Google has unveiled its latest large language model (LLM), PaLM 2, which is trained on a staggering 3.6 trillion tokens, according to internal documentation seen by CNBC. This marks a significant increase compared to Google’s previous version, PaLM, which was trained on 780 billion tokens in 2022. The large amount of training data allows PaLM 2 to excel in coding, math, and creative writing tasks, pushing the boundaries of what language models can achieve.
Tokens, which are strings of words, play a crucial role in training LLMs by teaching the model to predict the next word in a sequence. The vast training data of PaLM 2 enables it to have a deeper understanding of language patterns and context.
Google has been cautious about disclosing the details of its training data, citing the competitive nature of the industry. Similarly, OpenAI, the creator of ChatGPT, has kept the specifics of its latest LLM, GPT-4, under wraps. However, there is a growing demand from the research community for greater transparency as the AI arms race intensifies.

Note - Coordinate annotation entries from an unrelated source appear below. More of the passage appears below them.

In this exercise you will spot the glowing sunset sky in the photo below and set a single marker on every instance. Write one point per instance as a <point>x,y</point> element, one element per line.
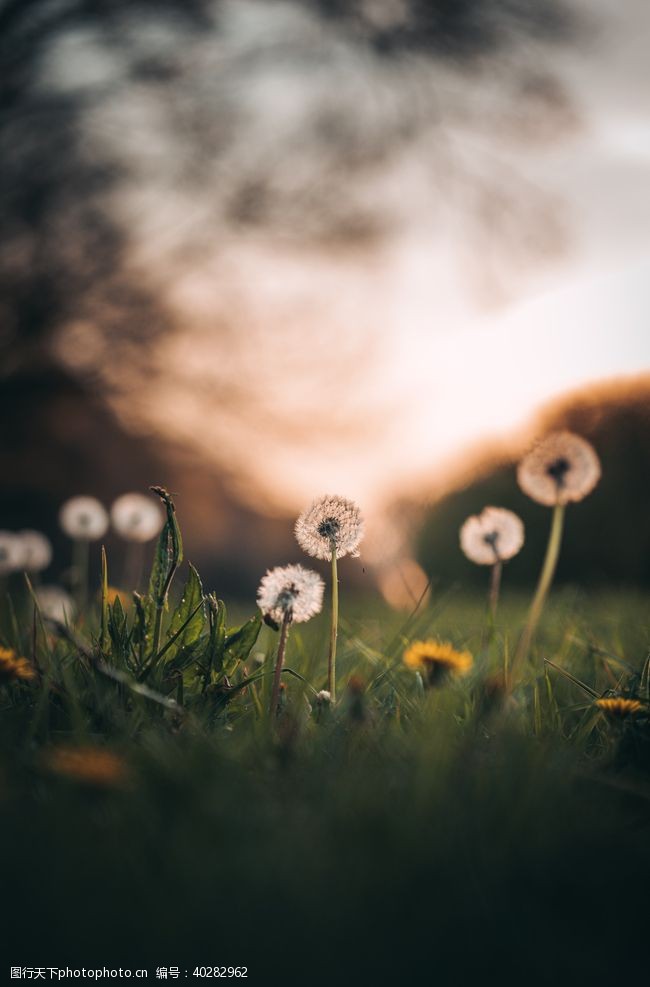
<point>303,365</point>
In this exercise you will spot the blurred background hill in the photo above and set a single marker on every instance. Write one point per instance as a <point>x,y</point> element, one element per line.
<point>607,540</point>
<point>256,251</point>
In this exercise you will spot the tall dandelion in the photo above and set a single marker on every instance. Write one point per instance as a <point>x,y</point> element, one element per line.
<point>288,594</point>
<point>491,538</point>
<point>330,529</point>
<point>561,469</point>
<point>137,519</point>
<point>83,519</point>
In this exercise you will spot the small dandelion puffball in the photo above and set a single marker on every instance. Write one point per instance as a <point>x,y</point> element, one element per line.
<point>331,524</point>
<point>494,535</point>
<point>10,553</point>
<point>83,518</point>
<point>55,603</point>
<point>291,591</point>
<point>36,550</point>
<point>136,517</point>
<point>562,468</point>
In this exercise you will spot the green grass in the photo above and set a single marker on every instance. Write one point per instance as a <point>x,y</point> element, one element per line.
<point>455,835</point>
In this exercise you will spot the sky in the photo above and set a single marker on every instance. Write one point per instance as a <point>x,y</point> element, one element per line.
<point>381,318</point>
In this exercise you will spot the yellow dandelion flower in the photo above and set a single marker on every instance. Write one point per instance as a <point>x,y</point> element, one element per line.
<point>436,660</point>
<point>14,668</point>
<point>89,765</point>
<point>617,708</point>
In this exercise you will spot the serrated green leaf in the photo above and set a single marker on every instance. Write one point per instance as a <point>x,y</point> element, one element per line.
<point>118,632</point>
<point>189,618</point>
<point>169,552</point>
<point>239,642</point>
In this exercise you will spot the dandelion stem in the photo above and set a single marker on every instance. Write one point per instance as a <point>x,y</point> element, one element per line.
<point>157,628</point>
<point>543,586</point>
<point>279,662</point>
<point>80,550</point>
<point>331,664</point>
<point>495,586</point>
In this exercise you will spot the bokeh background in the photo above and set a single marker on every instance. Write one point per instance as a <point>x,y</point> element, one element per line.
<point>260,250</point>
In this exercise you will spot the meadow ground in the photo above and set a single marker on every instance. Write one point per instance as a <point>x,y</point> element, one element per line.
<point>454,836</point>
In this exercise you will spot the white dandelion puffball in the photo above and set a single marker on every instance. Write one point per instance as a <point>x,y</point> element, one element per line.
<point>84,518</point>
<point>137,517</point>
<point>55,603</point>
<point>35,549</point>
<point>292,591</point>
<point>494,535</point>
<point>10,553</point>
<point>330,525</point>
<point>560,469</point>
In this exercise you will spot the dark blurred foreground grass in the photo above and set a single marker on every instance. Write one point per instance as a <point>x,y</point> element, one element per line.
<point>409,837</point>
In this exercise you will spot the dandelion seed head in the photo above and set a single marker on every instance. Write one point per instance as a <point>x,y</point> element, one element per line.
<point>561,469</point>
<point>494,535</point>
<point>35,549</point>
<point>13,668</point>
<point>330,525</point>
<point>10,553</point>
<point>291,591</point>
<point>437,660</point>
<point>83,518</point>
<point>136,517</point>
<point>55,603</point>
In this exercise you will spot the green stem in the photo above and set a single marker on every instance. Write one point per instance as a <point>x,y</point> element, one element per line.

Although PaLM 2 is smaller in size compared to previous LLMs, it demonstrates greater efficiency and performs more sophisticated tasks. The model is trained on 340 billion parameters, indicating its complexity, while the initial PaLM had 540 billion parameters.
Google stated that PaLM 2 uses a technique called “compute-optimal scaling,” which improves overall performance, including faster inference, fewer parameters to serve, and lower serving costs.
PaLM 2 supports 100 languages and is already being utilized in 25 features and products, including Google’s experimental chatbot Bard. You can choose from Gecko, Otter, Bison, or Unicorn.
In terms of comparison, Facebook’s LLM, LLaMA, is trained on 1.4 trillion tokens, while OpenAI’s ChatGPT-3 was trained on 300 billion tokens. OpenAI released GPT-4 in March, claiming it exhibits “human-level performance” on various professional tests.
Amid the rapid proliferation of AI applications, controversies surrounding the technology have escalated. In February, El Mahdi El Mhamdi, a senior scientist at Google Research, resigned over lack of transparency at the company. OpenAI CEO Sam Altman recently testified before the Senate Judiciary subcommittee on privacy and technology, agreeing with lawmakers on the need for a new framework to address AI’s impact and responsibilities.
As language models continue to evolve and expand their capabilities, the industry faces the challenge of striking a balance between technological advancements, transparency, and ethical considerations.